Jeremy is a hydro engineer who can be called out at short notice and work around the clock, far from home. Barbara, a choreographer, manages a performing arts business in Queensland. They are very different people with very different family and socio-economic backgrounds.

They were in a committed relationship for seven years but over the last two had not had any meaningful intimacy. Worse, mutual resentment about the lack of cuddles and sex stirred up ugly fights and denigrating comments with a regularity that was sickening them. They had had a fantastic sex life and they wanted it back. They described ‘fantastic’ as feeling themselves and the other totally present and alive in the moment with a deep sense of gratitude in the afterglow. That was a distant memory. They were now exhausted and at the end of their emotional resources.

They had been in couple’s therapy for a year with an excellent therapist. However, a significant shift in the core issue had not occurred. There never seemed enough time to get to the bottom of the issues and Jeremy’s work often broke the rhythm.

Their troubles had begun after the premature birth of a first child. Born at 24 weeks Tim was on the edge of life and death for many months. The workload had been all consuming for both and their extended family. Jeremy and Barbara both suffered post-natal depression. Touch and sex had just dried up. All their conversations were about managing day to day challenges.

They considered giving up on the relationship altogether and decided to give it one last shot with a holiday centred around a couple’s retreat (not the movie). They discovered an old web page of mine describing the couple’s retreat I had thought about running from my home. I had given up on the idea and archived the page until these guys dug it out and asked if they could come to one.

The first days were confronting for both, having to work through as if from scratch, how to connect again. On the third day Jeremy looked different. He said his heart had opened again to the relationship. They were looking at each other softly, with fondness and admiration.

However, by the beginning of the fourth day of the intensive Jeremy was convinced he had wasted their time and money. He was back in the pits.

They had had a terrible night after the three previous mornings of challenging couple therapy. He couldn’t imagine another day without sex and feeling that he didn’t matter to her. She couldn’t imagine another minute without tender touch and always feeling his work came first. It had blown up after a fight about money. It was the old trigger for an old power struggle that hadn’t shifted in their previous therapy back home.

I was dismayed and my heart sunk with them but then I remembered the third day of retreats was often the worst.

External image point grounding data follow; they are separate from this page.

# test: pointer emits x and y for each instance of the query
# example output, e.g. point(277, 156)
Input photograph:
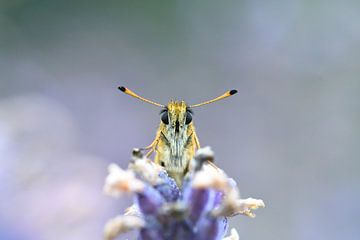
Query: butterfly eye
point(165, 117)
point(188, 118)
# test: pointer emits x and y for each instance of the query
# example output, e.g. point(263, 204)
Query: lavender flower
point(199, 210)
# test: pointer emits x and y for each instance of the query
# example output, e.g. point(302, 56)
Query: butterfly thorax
point(176, 140)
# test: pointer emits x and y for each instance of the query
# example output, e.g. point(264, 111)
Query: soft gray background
point(290, 137)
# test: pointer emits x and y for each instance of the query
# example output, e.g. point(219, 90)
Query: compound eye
point(188, 118)
point(165, 117)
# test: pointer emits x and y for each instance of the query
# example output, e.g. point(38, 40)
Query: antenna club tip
point(232, 92)
point(122, 88)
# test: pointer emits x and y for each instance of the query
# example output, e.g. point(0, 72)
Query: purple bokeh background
point(291, 136)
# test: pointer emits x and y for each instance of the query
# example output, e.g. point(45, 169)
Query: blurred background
point(291, 136)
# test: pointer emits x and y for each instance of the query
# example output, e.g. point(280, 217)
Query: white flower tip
point(246, 205)
point(204, 152)
point(121, 224)
point(233, 235)
point(121, 181)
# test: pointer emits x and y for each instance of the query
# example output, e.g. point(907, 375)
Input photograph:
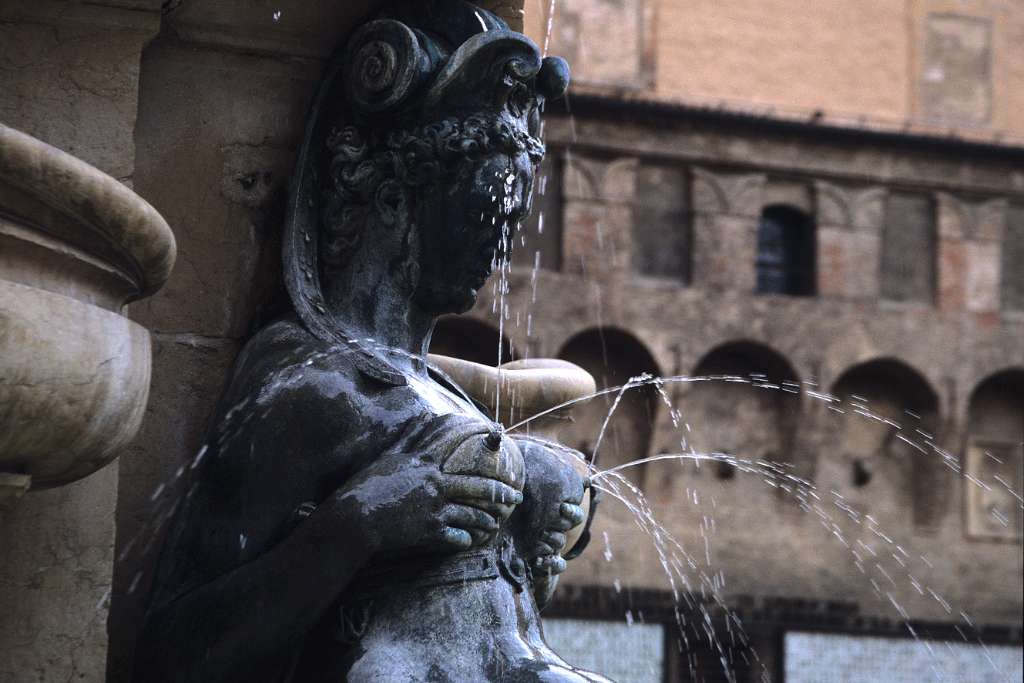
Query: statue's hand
point(406, 504)
point(554, 494)
point(545, 555)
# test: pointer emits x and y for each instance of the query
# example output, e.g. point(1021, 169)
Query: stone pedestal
point(69, 74)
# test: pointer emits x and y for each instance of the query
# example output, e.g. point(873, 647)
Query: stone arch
point(753, 419)
point(470, 339)
point(883, 455)
point(612, 356)
point(994, 455)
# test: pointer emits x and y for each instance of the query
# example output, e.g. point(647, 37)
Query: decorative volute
point(76, 246)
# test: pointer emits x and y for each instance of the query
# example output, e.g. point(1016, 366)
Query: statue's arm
point(228, 608)
point(230, 626)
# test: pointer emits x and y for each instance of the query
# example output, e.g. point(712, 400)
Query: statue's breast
point(487, 454)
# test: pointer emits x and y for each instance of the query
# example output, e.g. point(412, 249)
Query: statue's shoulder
point(284, 360)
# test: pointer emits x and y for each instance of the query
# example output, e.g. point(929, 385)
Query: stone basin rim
point(94, 200)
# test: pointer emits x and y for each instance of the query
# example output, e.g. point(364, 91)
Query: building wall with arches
point(868, 386)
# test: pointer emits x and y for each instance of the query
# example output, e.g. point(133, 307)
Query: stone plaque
point(993, 511)
point(956, 71)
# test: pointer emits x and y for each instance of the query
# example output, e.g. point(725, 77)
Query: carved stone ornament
point(355, 514)
point(76, 245)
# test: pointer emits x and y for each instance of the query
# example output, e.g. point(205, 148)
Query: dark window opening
point(785, 252)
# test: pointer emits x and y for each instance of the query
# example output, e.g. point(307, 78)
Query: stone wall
point(937, 63)
point(932, 354)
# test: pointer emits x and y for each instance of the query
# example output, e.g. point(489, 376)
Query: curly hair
point(360, 161)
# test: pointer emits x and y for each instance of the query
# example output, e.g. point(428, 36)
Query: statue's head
point(425, 141)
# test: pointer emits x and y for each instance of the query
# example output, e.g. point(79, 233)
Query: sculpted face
point(466, 228)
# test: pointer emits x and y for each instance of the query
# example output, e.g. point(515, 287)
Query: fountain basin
point(76, 246)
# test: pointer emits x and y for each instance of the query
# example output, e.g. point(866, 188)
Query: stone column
point(69, 74)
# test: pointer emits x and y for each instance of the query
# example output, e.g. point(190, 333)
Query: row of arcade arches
point(761, 419)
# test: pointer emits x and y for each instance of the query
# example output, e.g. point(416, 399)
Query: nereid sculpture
point(354, 515)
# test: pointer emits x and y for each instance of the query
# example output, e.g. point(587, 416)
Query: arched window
point(469, 339)
point(753, 420)
point(995, 457)
point(785, 252)
point(885, 403)
point(612, 356)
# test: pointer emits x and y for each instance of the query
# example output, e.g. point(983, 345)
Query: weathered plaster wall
point(69, 75)
point(935, 62)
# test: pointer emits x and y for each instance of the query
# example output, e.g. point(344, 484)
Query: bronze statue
point(355, 515)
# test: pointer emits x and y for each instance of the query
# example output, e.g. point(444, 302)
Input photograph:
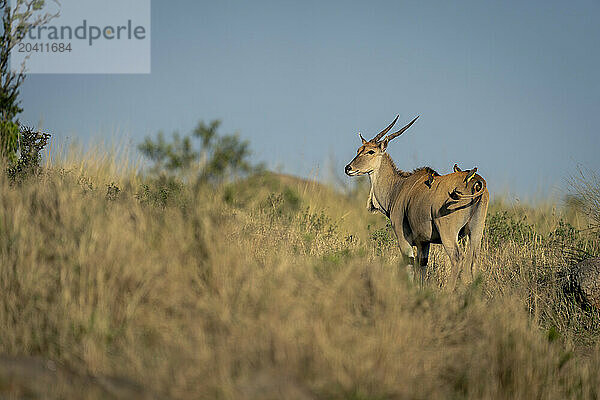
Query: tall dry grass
point(270, 288)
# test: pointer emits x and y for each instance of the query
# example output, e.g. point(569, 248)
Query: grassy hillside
point(113, 285)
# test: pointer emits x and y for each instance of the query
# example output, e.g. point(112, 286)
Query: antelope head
point(368, 155)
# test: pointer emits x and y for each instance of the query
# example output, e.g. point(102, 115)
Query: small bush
point(31, 144)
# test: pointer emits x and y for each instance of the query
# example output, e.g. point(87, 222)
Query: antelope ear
point(362, 138)
point(383, 144)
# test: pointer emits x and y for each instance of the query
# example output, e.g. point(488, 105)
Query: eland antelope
point(423, 206)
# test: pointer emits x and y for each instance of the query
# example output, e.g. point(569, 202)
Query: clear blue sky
point(512, 87)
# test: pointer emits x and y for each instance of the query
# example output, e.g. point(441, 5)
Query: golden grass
point(272, 288)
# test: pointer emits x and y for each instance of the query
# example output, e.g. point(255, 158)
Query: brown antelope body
point(423, 206)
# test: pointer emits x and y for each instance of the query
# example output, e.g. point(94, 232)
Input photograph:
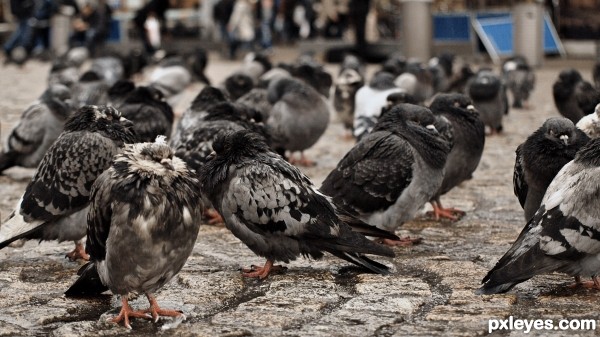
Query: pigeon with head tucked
point(150, 200)
point(393, 171)
point(55, 203)
point(540, 158)
point(40, 125)
point(277, 212)
point(563, 235)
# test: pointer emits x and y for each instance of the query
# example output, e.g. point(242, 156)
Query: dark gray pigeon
point(468, 140)
point(540, 158)
point(349, 80)
point(563, 234)
point(150, 200)
point(150, 114)
point(40, 125)
point(519, 79)
point(55, 203)
point(277, 212)
point(90, 90)
point(390, 174)
point(574, 97)
point(299, 117)
point(489, 98)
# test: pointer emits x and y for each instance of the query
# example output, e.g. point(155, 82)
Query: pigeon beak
point(166, 162)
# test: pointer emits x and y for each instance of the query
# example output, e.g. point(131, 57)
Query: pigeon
point(393, 171)
point(299, 117)
point(90, 90)
point(563, 234)
point(489, 98)
point(519, 79)
point(590, 124)
point(468, 140)
point(150, 200)
point(540, 157)
point(151, 115)
point(56, 200)
point(40, 125)
point(349, 80)
point(171, 78)
point(277, 212)
point(194, 115)
point(574, 97)
point(369, 101)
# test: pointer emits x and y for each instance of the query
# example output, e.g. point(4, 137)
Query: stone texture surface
point(429, 293)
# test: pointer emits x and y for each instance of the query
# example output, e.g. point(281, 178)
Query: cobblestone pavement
point(429, 293)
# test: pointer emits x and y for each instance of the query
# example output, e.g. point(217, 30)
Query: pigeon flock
point(118, 166)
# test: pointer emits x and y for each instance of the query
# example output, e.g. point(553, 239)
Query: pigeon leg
point(214, 218)
point(261, 272)
point(126, 312)
point(405, 242)
point(156, 311)
point(78, 252)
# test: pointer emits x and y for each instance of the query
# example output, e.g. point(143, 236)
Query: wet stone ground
point(429, 293)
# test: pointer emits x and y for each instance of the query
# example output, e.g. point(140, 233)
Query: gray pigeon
point(55, 202)
point(540, 158)
point(349, 80)
point(489, 98)
point(393, 171)
point(40, 125)
point(563, 234)
point(519, 79)
point(277, 212)
point(468, 140)
point(299, 117)
point(150, 200)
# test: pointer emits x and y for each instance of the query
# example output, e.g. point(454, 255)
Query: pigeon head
point(103, 119)
point(560, 130)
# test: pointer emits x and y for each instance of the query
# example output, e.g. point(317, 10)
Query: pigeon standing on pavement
point(468, 140)
point(563, 234)
point(540, 158)
point(519, 79)
point(277, 212)
point(150, 200)
point(393, 171)
point(150, 114)
point(55, 203)
point(299, 117)
point(489, 98)
point(574, 97)
point(40, 125)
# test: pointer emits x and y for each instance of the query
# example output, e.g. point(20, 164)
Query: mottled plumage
point(540, 158)
point(393, 171)
point(150, 200)
point(41, 123)
point(277, 212)
point(564, 233)
point(55, 202)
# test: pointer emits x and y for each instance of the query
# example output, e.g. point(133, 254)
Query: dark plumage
point(151, 115)
point(574, 97)
point(468, 140)
point(150, 200)
point(540, 158)
point(277, 212)
point(489, 98)
point(519, 79)
point(40, 125)
point(393, 171)
point(54, 205)
point(563, 234)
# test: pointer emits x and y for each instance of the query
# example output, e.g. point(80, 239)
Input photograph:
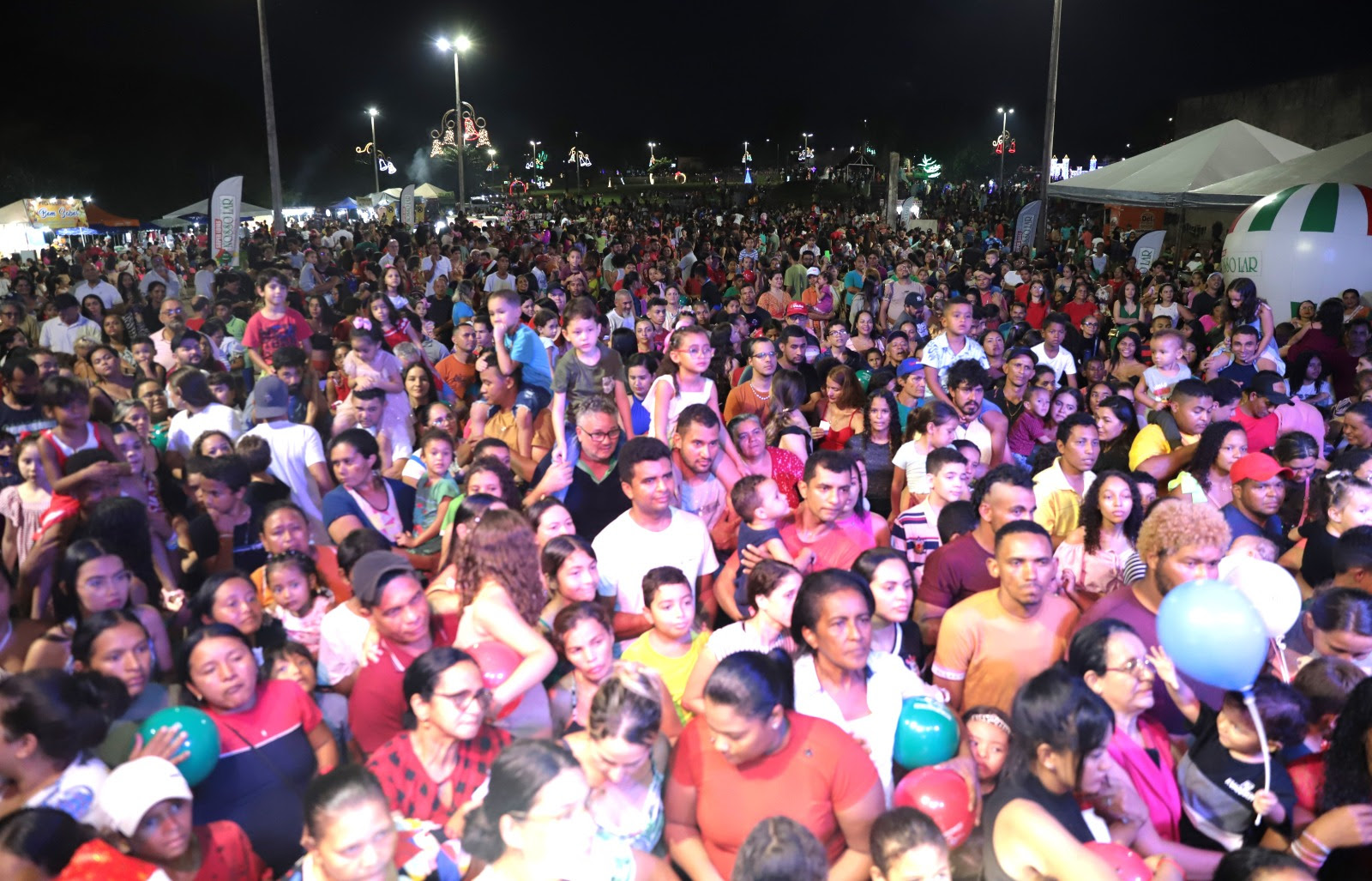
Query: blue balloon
point(1213, 634)
point(925, 734)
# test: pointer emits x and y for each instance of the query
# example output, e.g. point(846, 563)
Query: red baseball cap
point(1257, 467)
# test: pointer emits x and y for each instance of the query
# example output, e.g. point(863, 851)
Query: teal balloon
point(925, 734)
point(1213, 634)
point(202, 740)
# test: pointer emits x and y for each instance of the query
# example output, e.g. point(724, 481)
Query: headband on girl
point(990, 720)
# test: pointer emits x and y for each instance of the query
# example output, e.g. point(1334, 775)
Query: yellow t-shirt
point(674, 672)
point(1150, 442)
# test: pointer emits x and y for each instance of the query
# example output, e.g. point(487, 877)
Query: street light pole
point(376, 153)
point(461, 139)
point(274, 160)
point(457, 47)
point(1050, 112)
point(1005, 143)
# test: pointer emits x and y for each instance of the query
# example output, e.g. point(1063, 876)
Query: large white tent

Remembering that I knew that as bad as it felt for them, I was sure they were going to make it – this was the storm that they had not had the time to unfold with awareness.

I helped them to soften the core issues feeding it, to get beneath the compelling, reactive emotions that drove it and into the calm after it passed. There is where the true connection and the deep longing they each had for the other resided. They mattered to one another at the core. There they had each other’s back. They connected at that level.

The transformation by the end of that fourth day was astounding. They were unblocked. They had reached a turning point where Jeremy asked that Barbara look at him, appreciate all that he does and let him know that he matters rather than finding fault with him. Barbara asked that he hold her when she panics in the same way he holds his friends and tell her ‘We can get through this together’ rather than do what he usually did – turn his back and walk away.

Both now found those easy things to promise as the requests had become disentangled from the accumulated debris of past disappointments.

They came in on day five looking like a young couple. They had been to the pits and had come back up to where they were before Tim was born. With that renewed confidence we spent the final day creatively working through all the issues and coming up with clear agreements. We finished with relapse prevention work.

We did a few skype follow ups. Two years later those changes have held good, and they were ready to try for number two child.